Passionnante Master class de Julien Gosselin à Athènes
Julien Gosselin était récemment à Athènes, sur la scène de l’Onassis Stegi pour présenter son spectacle » Le Passé » et partager sa vision du théâtre contemporain. Avec lui, pas de règles rassurantes ni de pédagogie douce : son théâtre interroge, dérange et provoque.

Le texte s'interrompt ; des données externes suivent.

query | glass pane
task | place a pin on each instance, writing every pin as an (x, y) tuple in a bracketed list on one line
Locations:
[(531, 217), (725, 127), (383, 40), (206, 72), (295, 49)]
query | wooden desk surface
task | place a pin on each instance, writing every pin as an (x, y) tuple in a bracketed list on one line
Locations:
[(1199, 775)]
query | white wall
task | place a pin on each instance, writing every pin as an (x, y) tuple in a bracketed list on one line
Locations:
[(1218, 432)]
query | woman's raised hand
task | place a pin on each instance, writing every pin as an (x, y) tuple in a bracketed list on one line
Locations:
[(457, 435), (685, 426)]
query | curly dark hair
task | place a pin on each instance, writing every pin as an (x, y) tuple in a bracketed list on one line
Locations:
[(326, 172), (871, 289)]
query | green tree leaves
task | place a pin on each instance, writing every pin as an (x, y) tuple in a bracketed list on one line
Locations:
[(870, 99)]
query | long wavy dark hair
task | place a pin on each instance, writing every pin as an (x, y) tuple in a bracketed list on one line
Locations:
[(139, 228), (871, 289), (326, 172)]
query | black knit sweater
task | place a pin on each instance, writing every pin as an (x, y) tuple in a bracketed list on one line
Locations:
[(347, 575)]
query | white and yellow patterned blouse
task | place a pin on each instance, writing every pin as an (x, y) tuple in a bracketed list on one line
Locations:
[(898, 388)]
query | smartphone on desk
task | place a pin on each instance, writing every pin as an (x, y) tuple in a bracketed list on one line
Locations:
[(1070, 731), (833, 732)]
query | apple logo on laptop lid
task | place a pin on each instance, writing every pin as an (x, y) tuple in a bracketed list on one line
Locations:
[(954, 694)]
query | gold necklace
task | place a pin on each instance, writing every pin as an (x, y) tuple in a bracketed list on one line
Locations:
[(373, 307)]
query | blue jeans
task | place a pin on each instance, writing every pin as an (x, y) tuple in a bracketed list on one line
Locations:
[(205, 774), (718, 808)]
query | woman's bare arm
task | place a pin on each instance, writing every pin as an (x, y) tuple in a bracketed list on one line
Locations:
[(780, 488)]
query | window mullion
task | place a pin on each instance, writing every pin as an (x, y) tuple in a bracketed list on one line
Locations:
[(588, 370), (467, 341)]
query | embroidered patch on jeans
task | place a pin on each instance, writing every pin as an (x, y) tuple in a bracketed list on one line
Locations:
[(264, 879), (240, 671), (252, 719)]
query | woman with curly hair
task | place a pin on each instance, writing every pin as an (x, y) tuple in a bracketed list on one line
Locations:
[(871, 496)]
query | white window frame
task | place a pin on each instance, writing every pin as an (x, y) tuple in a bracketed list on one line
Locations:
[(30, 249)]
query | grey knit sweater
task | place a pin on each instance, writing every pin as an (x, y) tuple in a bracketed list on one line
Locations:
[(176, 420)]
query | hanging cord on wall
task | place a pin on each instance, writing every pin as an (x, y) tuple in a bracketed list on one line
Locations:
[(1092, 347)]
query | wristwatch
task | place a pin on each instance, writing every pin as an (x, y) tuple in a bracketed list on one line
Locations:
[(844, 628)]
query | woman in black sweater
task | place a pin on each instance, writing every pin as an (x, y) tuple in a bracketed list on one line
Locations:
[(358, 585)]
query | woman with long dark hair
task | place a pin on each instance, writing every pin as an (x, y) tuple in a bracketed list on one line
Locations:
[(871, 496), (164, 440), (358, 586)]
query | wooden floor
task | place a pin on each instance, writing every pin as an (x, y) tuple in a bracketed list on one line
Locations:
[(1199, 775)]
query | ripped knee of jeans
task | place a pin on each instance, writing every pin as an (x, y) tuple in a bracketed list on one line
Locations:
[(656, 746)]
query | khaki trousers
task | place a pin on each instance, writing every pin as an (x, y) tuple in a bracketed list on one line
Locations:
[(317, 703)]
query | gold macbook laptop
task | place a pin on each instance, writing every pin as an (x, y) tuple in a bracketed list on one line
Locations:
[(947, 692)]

Entre rejet du théâtre patrimonial, obsession pour la littérature et travail collectif, durant la Master class de Julien Gosselin à Athènes nous avons été invités à repenser la scène.
Un parcours personnel et artistique évoqué durant la Master class de Julien Gosselin à Athènes
Convaincu qu’il ne serait jamais un bon acteur, Julien Gosselin a imaginé devenir metteur en scène, sans se souvenir du moment précis où cette idée lui est venue. Il se souvient seulement d’un professeur d’allemand qui lui avait dit, presque par boutade : « Apprends l’allemand, tu pourras peut-être devenir metteur en scène en Allemagne un jour. » Malgré sa formation en école de théâtre, il n’a rien mis en scène pendant ses études. C’est après, dans un contexte français marqué par l’émergence de collectifs artistiques (il y a une quinzaine d’années), qu’il a commencé à créer.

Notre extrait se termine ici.